SURABAYA – Gubernur bersama Bupati dan Walikota serta Ketua DPRD se Jatim kembali melakukan komitmen penandatanganan bersama pemberantasan Korupsi Terintegrasi bersama Komisi Pemberantasan Korupsi (KPK).
Penandatanganan komitmen pemberantasan korupsi terintegrasi dilaksanakan di Gedung Negara Grahadi, Rabu (7/3) dan langsung disaksikan oleh Wakil Ketua Komisi Pemberantasan Korupsi (KPK), Laode M Syarif dan Ketua DPRD Jatim, A Halim Iskandar, Kapolda Jatim, Irjen Pol Mahfud Arifin, Kajati Jatim, Maruli.
“Kami harap Penandatanganan komitmen Pemberantasan Korupsi integrasi ini tidak hanya seremoni saja, tapi dilaksanakan dan diterapkan di Kabupaten/Kota di Jatim, sehingga tidak ada lagi pejabat di Jatim terlibat korupsi lagi dan ditangkap KPK,” tegas Laode M Syarif saat penandatanganan pemberantasan korupsi Terintegrasi.
Loede menyampaikan, kegiatan ini bertujuan untuk meminimalisasi terjadinya tindak pidana korupsi di berbagai daerah termasuk kabupaten/kota yang ada di Jatim. “KPK ingin komitmen dan area yang akan dihilangkan dari korupsi di kabupaten/kota yaitu mulai pengadaan barang dan jasa, sistem perijinan, pengelolaan anggaran keuangan dan peningkatan kualitas internal pemerintah,” ujarnya.
Laode menambahkan, proyek pengadaan barang yang dikorupsi pasti terlihat.
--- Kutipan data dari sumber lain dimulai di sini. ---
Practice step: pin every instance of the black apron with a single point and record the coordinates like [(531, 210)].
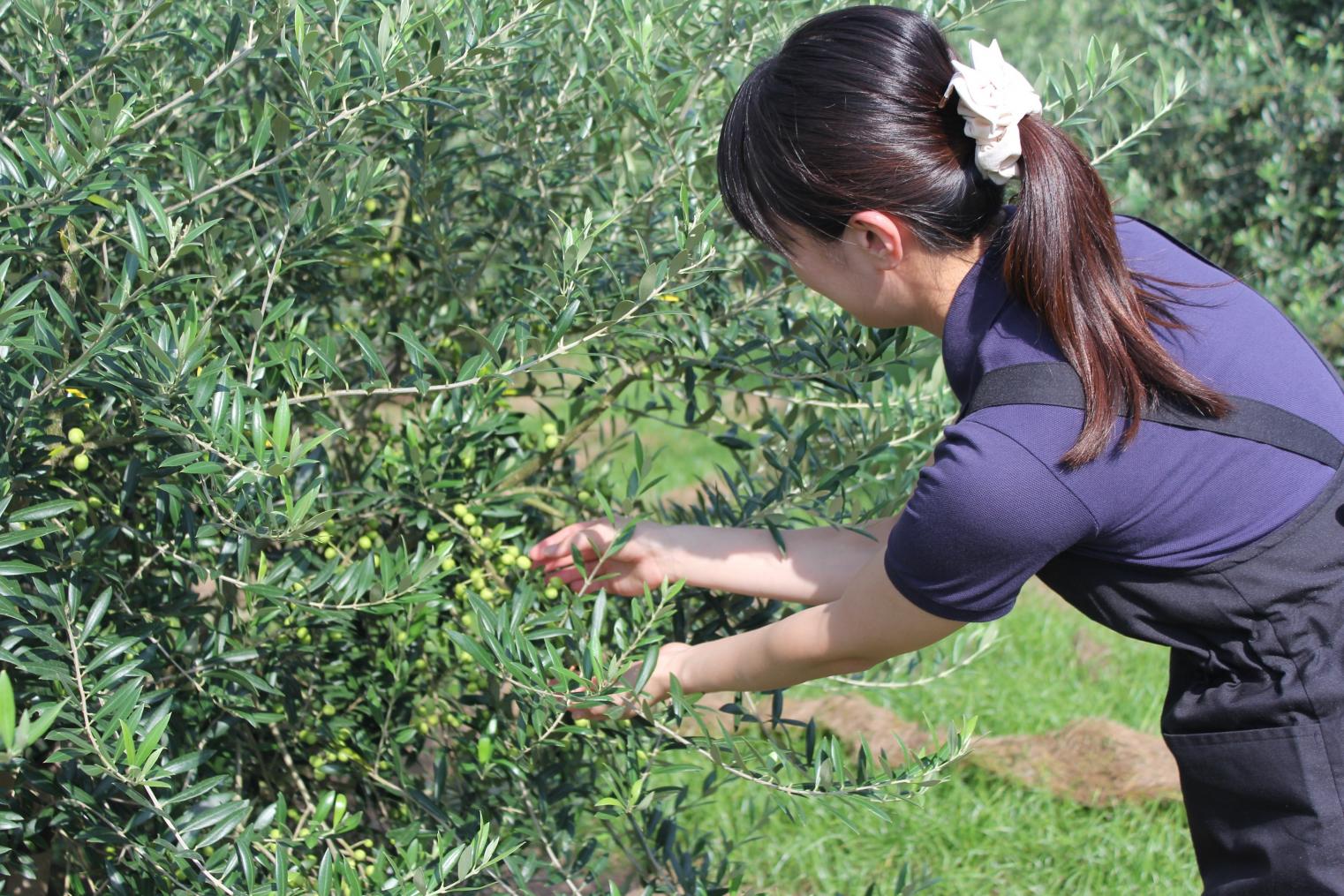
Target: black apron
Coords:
[(1254, 712)]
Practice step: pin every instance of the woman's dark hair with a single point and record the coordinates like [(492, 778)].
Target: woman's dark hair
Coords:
[(847, 117)]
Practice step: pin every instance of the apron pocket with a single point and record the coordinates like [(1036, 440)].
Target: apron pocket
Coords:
[(1264, 810)]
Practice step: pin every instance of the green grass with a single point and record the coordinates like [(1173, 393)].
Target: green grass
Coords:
[(973, 833), (976, 833)]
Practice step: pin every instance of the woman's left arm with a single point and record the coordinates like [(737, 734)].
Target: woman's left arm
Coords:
[(868, 623)]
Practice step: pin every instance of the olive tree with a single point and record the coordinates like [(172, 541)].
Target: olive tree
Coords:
[(312, 317)]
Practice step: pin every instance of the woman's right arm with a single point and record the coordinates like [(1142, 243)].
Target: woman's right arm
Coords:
[(818, 567)]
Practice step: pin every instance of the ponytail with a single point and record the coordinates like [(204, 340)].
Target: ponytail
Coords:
[(1063, 258), (852, 113)]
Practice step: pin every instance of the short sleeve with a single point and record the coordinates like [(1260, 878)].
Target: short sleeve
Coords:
[(984, 517)]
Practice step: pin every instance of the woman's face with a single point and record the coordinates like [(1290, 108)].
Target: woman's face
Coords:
[(857, 273)]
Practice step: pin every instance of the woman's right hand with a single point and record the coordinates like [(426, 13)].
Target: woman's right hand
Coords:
[(643, 561)]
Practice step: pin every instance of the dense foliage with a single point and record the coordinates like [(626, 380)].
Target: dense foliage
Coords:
[(1249, 172), (308, 316)]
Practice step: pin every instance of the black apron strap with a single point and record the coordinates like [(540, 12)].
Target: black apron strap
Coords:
[(1057, 383)]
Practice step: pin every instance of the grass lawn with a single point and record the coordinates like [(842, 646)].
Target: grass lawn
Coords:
[(976, 833), (973, 833)]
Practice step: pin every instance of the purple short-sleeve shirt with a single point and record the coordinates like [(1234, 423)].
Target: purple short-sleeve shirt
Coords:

Biasanya pelaksana proyek tersebut akan mengajukan dana yang besar, tapi realisasinya tidak seberapa. “Oleh karena itu, untuk Unit Layanan Pengadaan (ULP, red) kami harap dikelola secara mandiri, sehingga tidak ada korupsi barang dan jasa,” ujarnya.
Gubernur Jatim, H Soekarwo mengatakan, Provinsi Jawa Timur menyambut positif adanya komitmen dan koordinasi penyusunan penindakan korupsi yang dilakukan oleh KPK di Provinsi Jatim. “Koordinasi dan pencegahan KPK dan BPKP ini penting dilakukan. Dan dibawahnya Gubernur serta Kapolda, dan Kajati di Jatim bersama kabupaten/kota akan bersama sama melakukan kegiatan pencegahan korupsi ini,” ujarnya.
Ia menyampaikan, berdasarkan kajian Kemendagri, ada beberapa area rawan yang dikorupsi. Pertama pada tahapan penyusunan APBD. “Untuk mengatasi hal ini, penyusunan APBD harus ditulis dengan lebih detil perihal dananya, kegiatan yang dilakukan dan berapa budget yang dibutuhkan. Tak hanya itu, kini semua hal juga akan dialihkan ke sistem digital agar lebih mudah dalam pengawasan dan pengendalian,” papar Pakde Karwo sapaan akrabya Gubernur Jatim, Soekarwo.
Area rawan korupsi kedua adalah pengelolaan pajak dan retribusi daerah. Karena di situ, penerimaan uang pajak masing-masing daerah cukup tinggi. Area rawan korupsi ketiga adalah pengadaan barang dan jasa. Sedangkan yang keempat dan kelima, ada di belanja hibah dan bantuan sosial, juga di belanja perjalanan dinas.
Guna menanggulangi hal ini, Pakde Karwo berupaya mengubah kebiasaan antre korupsi menjadi anti korupsi. Untuk itu, Pemerintah Provinsi Jatim mengadakan penandatanganan komitmen bersama untuk program pemberantasan korupsi yang terintegrasi. “Saya berusaha untuk mengubah kebiasaan antre korupsi jadi anti korupsi,” ujarnya.